Contre toute nouvelle libéralisation
Berne, 22 septembre 2013 (Apic) L’Alliance pour le dimanche – un vaste mouvement composé de syndicats, d’associations de travailleurs, de partis de gauche et d’Eglises de Suisse – est déçue par le résultat du scrutin du 22 septembre 2013 sur les shops des stations-service. L’ouverture de ces magasins la nuit a été acceptée par 55,8% des votants.
Le peuple suisse a dit oui à cette libéralisation malgré la campagne engagée de l’Alliance pour le dimanche, qui avait combattu par référendum la décision du Parlement.
«Nous devons prendre acte du résultat, et nous ne pouvons rien faire contre. Mais nous serons très vigilants pour suivre ce qui va se passer après cette votation», a déclaré à l’agence de presse catholique Apic Mgr Markus Büchel, évêque de Saint-Gall et président de la Conférence des évêques suisses (CES).
«L’idée maîtresse de notre argumentation a toujours été plus profonde que quelques saucisses», a-t-il déclaré, en faisant allusion à la campagne publicitaire des partisans de la libéralisation, dont l’un des slogans était «Légaliser les saucisses à rôtir – Oui à la loi sur le travail». Le président de la CES souligne que «nous avons toujours dit que, pour nous, il s’agissait essentiellement de protéger le dimanche en tant que bien social et culturel, et bien sûr, en tant que bien religieux». Pour Mgr Büchel, il a valu la peine de s’engager pour mettre sur la table les valeurs plus profondes en arrière-fond de cette libéralisation.
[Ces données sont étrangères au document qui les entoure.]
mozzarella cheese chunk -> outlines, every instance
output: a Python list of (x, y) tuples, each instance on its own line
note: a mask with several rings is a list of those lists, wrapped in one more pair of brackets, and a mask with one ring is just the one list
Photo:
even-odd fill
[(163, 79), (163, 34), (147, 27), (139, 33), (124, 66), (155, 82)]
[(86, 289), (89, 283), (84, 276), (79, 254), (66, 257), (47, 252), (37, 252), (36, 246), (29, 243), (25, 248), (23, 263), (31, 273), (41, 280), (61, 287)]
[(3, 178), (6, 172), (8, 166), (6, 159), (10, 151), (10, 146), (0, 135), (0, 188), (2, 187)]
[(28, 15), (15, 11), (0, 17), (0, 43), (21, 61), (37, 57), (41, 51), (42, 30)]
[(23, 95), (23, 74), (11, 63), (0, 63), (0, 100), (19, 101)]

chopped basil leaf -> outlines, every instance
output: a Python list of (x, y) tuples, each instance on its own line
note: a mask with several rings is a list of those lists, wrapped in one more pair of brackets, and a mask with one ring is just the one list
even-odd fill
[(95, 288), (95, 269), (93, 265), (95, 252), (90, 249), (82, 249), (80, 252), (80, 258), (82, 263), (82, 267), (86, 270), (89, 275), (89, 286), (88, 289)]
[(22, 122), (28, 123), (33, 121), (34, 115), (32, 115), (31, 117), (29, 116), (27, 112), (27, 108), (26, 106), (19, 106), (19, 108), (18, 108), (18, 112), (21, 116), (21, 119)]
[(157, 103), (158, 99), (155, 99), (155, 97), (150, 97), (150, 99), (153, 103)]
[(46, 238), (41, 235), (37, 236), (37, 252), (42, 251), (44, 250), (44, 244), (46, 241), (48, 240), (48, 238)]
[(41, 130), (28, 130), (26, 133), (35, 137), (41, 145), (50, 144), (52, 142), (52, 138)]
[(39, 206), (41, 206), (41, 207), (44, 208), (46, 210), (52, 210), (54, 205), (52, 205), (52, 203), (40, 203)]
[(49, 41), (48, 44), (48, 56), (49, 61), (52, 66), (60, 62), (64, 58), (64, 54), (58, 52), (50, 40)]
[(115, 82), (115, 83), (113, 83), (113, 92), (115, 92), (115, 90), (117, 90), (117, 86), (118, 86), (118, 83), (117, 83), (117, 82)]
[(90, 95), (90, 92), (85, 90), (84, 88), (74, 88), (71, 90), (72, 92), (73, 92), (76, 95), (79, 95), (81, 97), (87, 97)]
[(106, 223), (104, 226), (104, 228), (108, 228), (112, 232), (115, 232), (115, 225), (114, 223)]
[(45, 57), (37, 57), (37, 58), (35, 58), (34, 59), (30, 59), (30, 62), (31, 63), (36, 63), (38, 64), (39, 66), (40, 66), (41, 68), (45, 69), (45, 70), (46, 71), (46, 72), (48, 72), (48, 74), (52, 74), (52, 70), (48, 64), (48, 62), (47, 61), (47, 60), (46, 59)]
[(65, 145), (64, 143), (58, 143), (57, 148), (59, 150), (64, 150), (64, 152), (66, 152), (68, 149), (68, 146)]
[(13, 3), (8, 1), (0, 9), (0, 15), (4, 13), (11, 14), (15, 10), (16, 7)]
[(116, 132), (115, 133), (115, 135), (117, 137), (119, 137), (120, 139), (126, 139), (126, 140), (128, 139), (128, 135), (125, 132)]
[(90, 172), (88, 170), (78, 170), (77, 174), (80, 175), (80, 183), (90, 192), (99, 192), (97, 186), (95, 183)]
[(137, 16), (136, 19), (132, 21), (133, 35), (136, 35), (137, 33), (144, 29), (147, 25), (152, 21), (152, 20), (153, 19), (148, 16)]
La journée de travail de 24 heures doit rester limitée à ces 24 shops, a également déclaré dimanche l’Alliance pour le dimanche. «Grâce à leur campagne de publicité massive, les partisans de cette libéralisation ont su faire croire que l’extension des heures d’ouverture des magasins ne concernait que 24 shops de stations-service», déplorent les référendaires.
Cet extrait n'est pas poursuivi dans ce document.